* Visualizing uncertainty in linear regression
:PROPERTIES:
:categories: data analysis, uncertainty
:date: 2013/07/18 19:13:40
:updated: 2013/07/18 19:13:40
:END:
In this example, we show how to visualize uncertainty in a fit. The idea is to fit a model to [[http://www.itl.nist.gov/div898/handbook/pmd/section4/pmd44.htm][data]], and get the uncertainty in the model parameters. Then we sample the parameters according to the normal distribution, and plot the corresponding distribution of models. We use transparent lines and allow the overlap to indicate the density of the fits.
The data is stored in a text file download PT.txt , with the following structure:
#+BEGIN_EXAMPLE
Run Ambient Fitted
Order Day Temperature Temperature Pressure Value Residual
1 1 23.820 54.749 225.066 222.920 2.146
...
#+END_EXAMPLE
We need to read the data in, and perform a regression analysis on P vs. T. In python we start counting at 0, so we actually want columns 3 and 4.
#+BEGIN_SRC python
import numpy as np
import matplotlib.pyplot as plt
from pycse import regress
data = np.loadtxt('../../pycse/data/PT.txt', skiprows=2)
T = data[:, 3]
P = data[:, 4]
A = np.column_stack([T**0, T])
p, pint, se = regress(A, P, 0.05)
print p, pint, se
plt.plot(T, P, 'k.')
plt.plot(T, np.dot(A, p))
# Now we plot the distribution of possible lines
N = 2000
B = np.random.normal(p[0], se[0], N)
M = np.random.normal(p[1], se[1], N)
x = np.array([min(T), max(T)])
for b,m in zip(B, M):
plt.plot(x, m*x + b, '-', color='gray', alpha=0.02)
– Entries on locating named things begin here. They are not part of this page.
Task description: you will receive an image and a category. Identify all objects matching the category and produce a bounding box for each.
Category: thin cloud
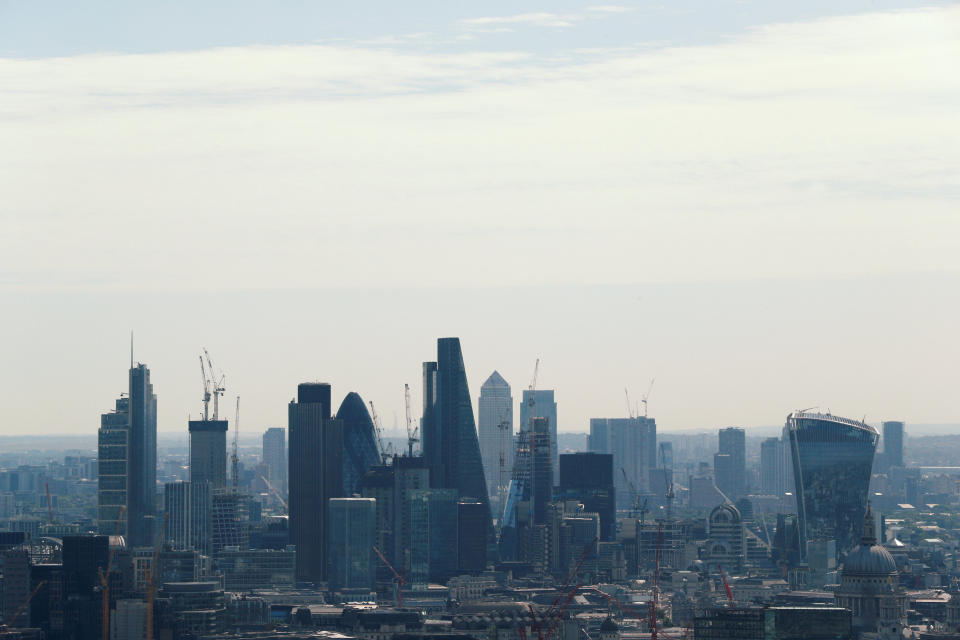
[587,4,634,13]
[459,12,583,29]
[0,8,960,296]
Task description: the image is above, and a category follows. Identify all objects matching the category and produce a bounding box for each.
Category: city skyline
[0,0,960,433]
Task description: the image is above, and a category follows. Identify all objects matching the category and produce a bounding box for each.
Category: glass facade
[337,391,380,496]
[328,498,377,591]
[407,489,460,584]
[421,338,493,534]
[787,412,879,559]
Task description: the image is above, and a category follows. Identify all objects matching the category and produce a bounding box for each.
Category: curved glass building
[337,391,380,496]
[785,411,879,559]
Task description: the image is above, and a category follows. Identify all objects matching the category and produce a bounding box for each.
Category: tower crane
[370,400,393,464]
[497,407,513,491]
[717,563,733,607]
[201,349,226,420]
[660,442,675,522]
[0,580,47,630]
[147,512,170,640]
[640,378,657,418]
[230,396,240,489]
[373,547,407,609]
[97,505,127,640]
[200,356,211,421]
[403,384,420,458]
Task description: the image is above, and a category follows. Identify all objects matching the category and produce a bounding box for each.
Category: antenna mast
[403,384,420,458]
[230,396,240,489]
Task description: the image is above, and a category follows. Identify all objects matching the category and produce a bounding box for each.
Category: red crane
[373,547,407,609]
plt.savefig('images/plotting-uncertainty.png')
#+END_SRC
#+RESULTS:
: [ 7.74899739 3.93014044] [[ 2.97964903 12.51834576]
: [ 3.82740876 4.03287211]] [ 2.35384765 0.05070183]
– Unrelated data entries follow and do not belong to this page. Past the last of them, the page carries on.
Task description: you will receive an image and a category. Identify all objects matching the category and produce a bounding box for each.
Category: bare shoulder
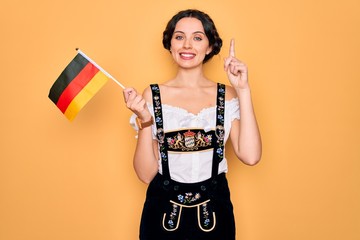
[225,85,237,101]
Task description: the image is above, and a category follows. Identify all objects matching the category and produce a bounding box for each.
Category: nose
[184,38,192,49]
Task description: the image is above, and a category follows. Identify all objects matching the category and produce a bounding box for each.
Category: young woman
[124,9,261,240]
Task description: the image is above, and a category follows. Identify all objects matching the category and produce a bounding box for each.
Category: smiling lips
[180,52,196,60]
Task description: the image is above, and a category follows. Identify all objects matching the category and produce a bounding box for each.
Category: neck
[174,65,209,88]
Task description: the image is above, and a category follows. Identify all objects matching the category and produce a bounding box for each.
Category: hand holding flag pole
[76,48,125,89]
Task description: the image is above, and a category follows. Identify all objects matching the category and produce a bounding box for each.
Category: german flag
[49,53,109,121]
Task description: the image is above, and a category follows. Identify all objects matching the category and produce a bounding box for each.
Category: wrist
[136,116,154,130]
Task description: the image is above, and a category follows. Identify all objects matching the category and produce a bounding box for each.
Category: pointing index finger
[229,39,235,57]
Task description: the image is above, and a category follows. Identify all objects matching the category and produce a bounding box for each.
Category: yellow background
[0,0,360,240]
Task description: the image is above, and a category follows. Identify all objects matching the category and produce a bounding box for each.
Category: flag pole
[76,48,125,89]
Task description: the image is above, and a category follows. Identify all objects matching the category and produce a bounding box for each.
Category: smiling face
[170,17,211,68]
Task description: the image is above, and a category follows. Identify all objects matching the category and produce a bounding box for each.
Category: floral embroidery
[168,204,179,228]
[178,192,201,204]
[201,203,210,227]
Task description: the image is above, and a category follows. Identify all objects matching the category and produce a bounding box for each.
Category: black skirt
[140,173,235,240]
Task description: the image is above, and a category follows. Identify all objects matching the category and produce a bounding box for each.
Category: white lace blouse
[130,98,240,183]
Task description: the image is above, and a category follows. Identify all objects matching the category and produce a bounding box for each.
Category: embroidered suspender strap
[211,83,225,178]
[150,84,170,179]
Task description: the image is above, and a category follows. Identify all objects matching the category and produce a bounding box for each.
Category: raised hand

[[./images/plotting-uncertainty.png]]
Here you can see 2000 different lines that have some probability of being correct. The darkest gray is near the fit, as expected; the darker the gray the more probable it is the line. This is a qualitative way of judging the quality of the fit.
Note, this is not the prediction error that we are plotting, that is the uncertainty in where a predicted y-value is.